Inside the walls of Nulpartium the anxious garrison watches a vital convoy under assault. |
The primary goal was something new which would be suitable for a convention setting where there would be 6 or 8 players, each with up to a dozen units, who would be given a 5 minute briefing and a QRS and then thrown into battle. Past experience tells me that this can work, even with novice gamers, if the rules are simple and clear. A quick review confirmed my suspicion that I had been wandering away from straight forward.
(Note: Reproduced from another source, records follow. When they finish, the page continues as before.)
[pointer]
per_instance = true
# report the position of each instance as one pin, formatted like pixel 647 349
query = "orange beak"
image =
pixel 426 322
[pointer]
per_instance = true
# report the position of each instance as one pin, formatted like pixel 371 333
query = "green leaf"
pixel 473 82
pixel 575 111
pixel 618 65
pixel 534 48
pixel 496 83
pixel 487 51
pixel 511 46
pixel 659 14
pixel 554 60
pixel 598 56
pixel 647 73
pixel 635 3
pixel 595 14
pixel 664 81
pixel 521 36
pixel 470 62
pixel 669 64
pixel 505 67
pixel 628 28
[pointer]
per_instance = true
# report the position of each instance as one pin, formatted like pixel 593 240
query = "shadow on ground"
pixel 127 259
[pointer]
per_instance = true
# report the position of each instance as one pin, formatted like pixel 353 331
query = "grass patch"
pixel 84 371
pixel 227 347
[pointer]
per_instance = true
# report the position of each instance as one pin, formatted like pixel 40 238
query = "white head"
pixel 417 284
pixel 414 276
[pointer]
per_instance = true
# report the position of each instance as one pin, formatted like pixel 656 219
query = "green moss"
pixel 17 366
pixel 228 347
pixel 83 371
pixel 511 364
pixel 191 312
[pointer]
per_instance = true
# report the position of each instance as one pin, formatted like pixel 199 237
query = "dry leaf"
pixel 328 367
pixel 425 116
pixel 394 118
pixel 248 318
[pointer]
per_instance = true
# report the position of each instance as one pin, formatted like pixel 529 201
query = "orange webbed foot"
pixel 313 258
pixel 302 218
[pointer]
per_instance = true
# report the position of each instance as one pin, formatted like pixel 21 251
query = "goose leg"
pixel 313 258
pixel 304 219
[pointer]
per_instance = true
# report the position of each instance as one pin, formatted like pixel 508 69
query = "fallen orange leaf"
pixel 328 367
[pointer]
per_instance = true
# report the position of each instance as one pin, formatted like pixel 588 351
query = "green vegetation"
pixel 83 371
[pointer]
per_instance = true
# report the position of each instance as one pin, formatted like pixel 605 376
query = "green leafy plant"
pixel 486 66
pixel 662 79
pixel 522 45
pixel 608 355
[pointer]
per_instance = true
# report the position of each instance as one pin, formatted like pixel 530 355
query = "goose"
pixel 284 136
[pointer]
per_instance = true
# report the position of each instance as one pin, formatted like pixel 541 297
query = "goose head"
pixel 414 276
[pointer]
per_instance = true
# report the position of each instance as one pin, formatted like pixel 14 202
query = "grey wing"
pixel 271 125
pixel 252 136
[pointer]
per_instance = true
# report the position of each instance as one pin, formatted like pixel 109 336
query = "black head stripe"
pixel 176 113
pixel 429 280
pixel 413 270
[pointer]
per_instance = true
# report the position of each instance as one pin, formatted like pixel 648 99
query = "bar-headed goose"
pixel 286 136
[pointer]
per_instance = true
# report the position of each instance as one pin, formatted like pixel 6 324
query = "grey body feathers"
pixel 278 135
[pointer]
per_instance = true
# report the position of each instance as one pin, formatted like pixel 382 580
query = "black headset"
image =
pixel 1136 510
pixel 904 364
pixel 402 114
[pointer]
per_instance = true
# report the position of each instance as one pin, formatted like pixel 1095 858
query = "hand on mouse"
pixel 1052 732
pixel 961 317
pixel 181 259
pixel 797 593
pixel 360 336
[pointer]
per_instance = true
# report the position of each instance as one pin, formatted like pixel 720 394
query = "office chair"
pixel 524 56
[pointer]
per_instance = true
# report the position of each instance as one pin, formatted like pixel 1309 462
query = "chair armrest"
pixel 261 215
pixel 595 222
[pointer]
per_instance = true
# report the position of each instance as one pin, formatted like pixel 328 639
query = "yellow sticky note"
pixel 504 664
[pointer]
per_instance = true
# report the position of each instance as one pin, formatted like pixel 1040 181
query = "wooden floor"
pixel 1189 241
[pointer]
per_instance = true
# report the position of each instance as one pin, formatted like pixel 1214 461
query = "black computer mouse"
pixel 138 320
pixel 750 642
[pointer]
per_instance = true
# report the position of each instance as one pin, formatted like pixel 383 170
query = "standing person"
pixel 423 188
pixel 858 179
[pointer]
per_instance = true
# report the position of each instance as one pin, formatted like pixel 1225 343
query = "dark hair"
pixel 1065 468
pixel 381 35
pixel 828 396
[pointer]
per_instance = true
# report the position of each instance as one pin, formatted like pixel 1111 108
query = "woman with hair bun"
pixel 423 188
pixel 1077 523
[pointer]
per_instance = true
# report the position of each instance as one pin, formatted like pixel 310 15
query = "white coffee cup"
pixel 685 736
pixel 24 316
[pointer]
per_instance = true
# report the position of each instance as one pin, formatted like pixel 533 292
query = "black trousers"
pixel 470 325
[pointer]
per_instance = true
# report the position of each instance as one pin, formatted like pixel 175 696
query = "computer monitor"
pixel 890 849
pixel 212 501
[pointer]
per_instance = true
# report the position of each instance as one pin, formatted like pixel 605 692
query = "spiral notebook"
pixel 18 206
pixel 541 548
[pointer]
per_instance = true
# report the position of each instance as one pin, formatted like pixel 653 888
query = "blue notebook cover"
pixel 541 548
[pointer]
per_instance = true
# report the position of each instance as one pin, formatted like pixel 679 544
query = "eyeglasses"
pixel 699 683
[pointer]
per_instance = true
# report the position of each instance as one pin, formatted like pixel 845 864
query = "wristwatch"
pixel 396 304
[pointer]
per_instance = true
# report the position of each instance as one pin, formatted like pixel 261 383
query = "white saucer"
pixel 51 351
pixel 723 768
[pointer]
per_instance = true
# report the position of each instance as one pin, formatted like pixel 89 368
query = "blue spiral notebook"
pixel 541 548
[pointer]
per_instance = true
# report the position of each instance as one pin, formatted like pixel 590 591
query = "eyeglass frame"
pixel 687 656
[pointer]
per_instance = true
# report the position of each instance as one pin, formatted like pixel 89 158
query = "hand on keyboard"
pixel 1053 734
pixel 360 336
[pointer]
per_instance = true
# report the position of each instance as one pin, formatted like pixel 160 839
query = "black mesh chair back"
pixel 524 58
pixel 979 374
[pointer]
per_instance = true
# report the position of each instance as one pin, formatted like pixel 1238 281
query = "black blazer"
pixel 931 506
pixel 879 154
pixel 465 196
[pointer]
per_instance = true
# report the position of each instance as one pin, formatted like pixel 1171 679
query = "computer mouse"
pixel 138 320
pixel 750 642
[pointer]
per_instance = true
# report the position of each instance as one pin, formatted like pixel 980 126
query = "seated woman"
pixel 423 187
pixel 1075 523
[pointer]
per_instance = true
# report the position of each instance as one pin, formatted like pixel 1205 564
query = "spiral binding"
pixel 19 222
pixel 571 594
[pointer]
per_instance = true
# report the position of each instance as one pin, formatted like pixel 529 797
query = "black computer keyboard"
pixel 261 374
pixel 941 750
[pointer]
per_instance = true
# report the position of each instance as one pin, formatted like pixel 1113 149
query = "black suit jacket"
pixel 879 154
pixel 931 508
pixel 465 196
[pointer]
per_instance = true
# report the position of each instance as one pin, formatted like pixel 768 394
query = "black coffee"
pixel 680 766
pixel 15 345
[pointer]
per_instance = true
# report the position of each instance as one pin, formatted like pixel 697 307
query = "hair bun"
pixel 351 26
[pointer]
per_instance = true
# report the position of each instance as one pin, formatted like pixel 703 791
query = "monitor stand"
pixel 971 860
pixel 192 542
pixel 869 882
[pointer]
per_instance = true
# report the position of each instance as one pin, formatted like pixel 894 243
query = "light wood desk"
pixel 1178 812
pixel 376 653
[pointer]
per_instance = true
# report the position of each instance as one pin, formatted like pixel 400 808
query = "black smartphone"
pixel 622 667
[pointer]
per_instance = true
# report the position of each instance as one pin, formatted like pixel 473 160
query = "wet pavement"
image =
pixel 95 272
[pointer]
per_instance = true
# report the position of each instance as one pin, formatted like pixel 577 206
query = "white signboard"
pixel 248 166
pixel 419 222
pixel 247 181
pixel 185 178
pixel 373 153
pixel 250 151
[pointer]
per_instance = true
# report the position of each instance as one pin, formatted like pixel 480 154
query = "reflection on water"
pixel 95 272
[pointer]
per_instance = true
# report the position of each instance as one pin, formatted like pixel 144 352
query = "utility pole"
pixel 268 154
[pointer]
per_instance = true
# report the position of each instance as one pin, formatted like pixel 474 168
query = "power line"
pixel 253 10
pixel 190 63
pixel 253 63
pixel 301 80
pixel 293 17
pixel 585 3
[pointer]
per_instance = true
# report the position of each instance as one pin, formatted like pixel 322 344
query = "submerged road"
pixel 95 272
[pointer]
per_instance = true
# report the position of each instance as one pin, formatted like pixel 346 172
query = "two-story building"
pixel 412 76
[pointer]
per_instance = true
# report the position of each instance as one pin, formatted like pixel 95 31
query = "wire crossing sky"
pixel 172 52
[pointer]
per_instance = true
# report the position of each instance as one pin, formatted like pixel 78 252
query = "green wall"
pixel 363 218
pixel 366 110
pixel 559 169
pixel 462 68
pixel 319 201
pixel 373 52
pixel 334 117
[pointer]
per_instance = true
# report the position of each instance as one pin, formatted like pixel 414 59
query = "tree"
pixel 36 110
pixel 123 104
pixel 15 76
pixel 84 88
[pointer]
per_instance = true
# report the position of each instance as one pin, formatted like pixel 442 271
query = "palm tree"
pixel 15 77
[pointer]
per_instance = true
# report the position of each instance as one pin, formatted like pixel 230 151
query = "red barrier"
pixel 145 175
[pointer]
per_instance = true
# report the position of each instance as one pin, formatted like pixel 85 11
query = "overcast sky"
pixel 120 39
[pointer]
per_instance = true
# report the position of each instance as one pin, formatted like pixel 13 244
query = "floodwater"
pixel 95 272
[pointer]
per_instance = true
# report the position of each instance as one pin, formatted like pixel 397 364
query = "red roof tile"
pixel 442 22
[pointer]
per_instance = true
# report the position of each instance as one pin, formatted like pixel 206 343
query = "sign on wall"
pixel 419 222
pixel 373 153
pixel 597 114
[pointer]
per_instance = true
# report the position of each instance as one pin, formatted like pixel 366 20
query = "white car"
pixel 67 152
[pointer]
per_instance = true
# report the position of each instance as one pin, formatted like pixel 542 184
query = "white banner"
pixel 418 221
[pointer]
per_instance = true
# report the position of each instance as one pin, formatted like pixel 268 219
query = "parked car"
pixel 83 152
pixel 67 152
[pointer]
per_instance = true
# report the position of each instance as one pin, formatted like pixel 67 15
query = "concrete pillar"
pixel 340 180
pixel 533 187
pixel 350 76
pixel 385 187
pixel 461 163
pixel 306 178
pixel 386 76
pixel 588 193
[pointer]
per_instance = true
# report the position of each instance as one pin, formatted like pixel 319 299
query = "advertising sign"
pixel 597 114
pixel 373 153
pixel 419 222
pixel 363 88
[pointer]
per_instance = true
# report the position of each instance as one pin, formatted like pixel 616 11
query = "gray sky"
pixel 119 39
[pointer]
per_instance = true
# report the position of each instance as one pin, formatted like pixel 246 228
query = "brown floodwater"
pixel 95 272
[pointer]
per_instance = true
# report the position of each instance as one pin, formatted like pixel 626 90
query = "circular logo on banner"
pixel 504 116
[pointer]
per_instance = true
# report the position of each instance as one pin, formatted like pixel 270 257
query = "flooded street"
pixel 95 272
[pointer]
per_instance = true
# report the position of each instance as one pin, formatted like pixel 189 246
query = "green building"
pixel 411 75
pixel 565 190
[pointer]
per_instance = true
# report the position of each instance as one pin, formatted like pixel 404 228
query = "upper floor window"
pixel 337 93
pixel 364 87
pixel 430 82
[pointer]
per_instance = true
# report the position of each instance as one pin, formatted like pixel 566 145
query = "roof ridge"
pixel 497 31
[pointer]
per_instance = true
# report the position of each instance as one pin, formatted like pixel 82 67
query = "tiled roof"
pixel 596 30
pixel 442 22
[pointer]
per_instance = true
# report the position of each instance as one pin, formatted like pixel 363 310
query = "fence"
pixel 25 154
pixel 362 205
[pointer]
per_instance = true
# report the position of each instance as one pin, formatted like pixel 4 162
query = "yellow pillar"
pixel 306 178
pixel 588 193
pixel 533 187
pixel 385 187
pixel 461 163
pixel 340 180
A secondary goal was to develop something that a gamer in the 70's might have cobbled together bssed on published rules with the provisio that it had to work with single unit stands regardless of the number of figures. That pretty much left me working with Morschauser's Shock Period rules despite my own experience back then all being WRG and Featherstone. I'm sure there are other possible sources of inspiration but I'd as soon work with what I am already familiar with.
The last couple of drafts had wandered so far from Morschauser's rules that the inspiration was no longer recognizable. I got out my copy and started over.
A replay of the ol' wagon train. Romans under attack by Germanic allies of the Huns. |
The first thing I did was to review the very bloody melee rules to look at the odds and whether converting the both die result to a tie would help or if there was at least a way to use his factors and simplicity. I managed the last two by turning the melee rating into the number of dice to be rolled and using his shooting dice scores for melee as well.
Next I ditched all the excess fidgety bits I had added about formations and low level tactics. I also ditched the new sequence of play and went back to move and/or shoot on your turn with a joint melee phase at the end. I kept the initiative roll since I like it and it goes back at least as far as Featherstone.
The Version 7 draft is now posted click here or use the link to the left.
Hi Ross,
ReplyDeleteI've never tried Morschauser's rules because of the very bloody melee rules, but I have read them many times, and if I were ever going to, I have come up with an alternative interpretation that might be workable.
Both units roll 2D6 and score hits normally, but enemy hits cancel your hits and vice-versa. Whoever suffers more hits is defeated. If defeated by 1 hit the unit must fall back disorganized (1 turn to recover); if defeated by 2 hits, destroyed. If a tie, then effect varies by number of hits each unit scored. 0 hits: locked in melee another turn. 1 hit: disengage 1/2 move each. 2 hits: both fall back disorganized.
That way with 2 equal units destruction should only occur rarely and mutual destruction never -- although mutual disorganization is likely.
If I were going to do that, I would also tone down the firing the same way: 2 dice, both must hit to kill, 1 hit disorganizes, and must fire before (or instead of) moving, so defender gets first fire.
Are you using the roster system? Using casualty caps I assume to indicate hits, not an actual roster.
Regards,
John
I thought about mutusl hits cancelling but then it was just as wonky with, Knights for example, going from mutual destruction being the most common result to no result being the norm.
DeleteI am nit using Morschauser's roster but rather am using fixed dice per unit based on type with a base of 4 hits per unit, 5 for Elites, 3 for Levies. Mot very Morschauserish but it seems to work. The only really Morschausery bit is the 1 stand is a unit. There is only so far nostalgia can tske me, esp when its not my nostalgia.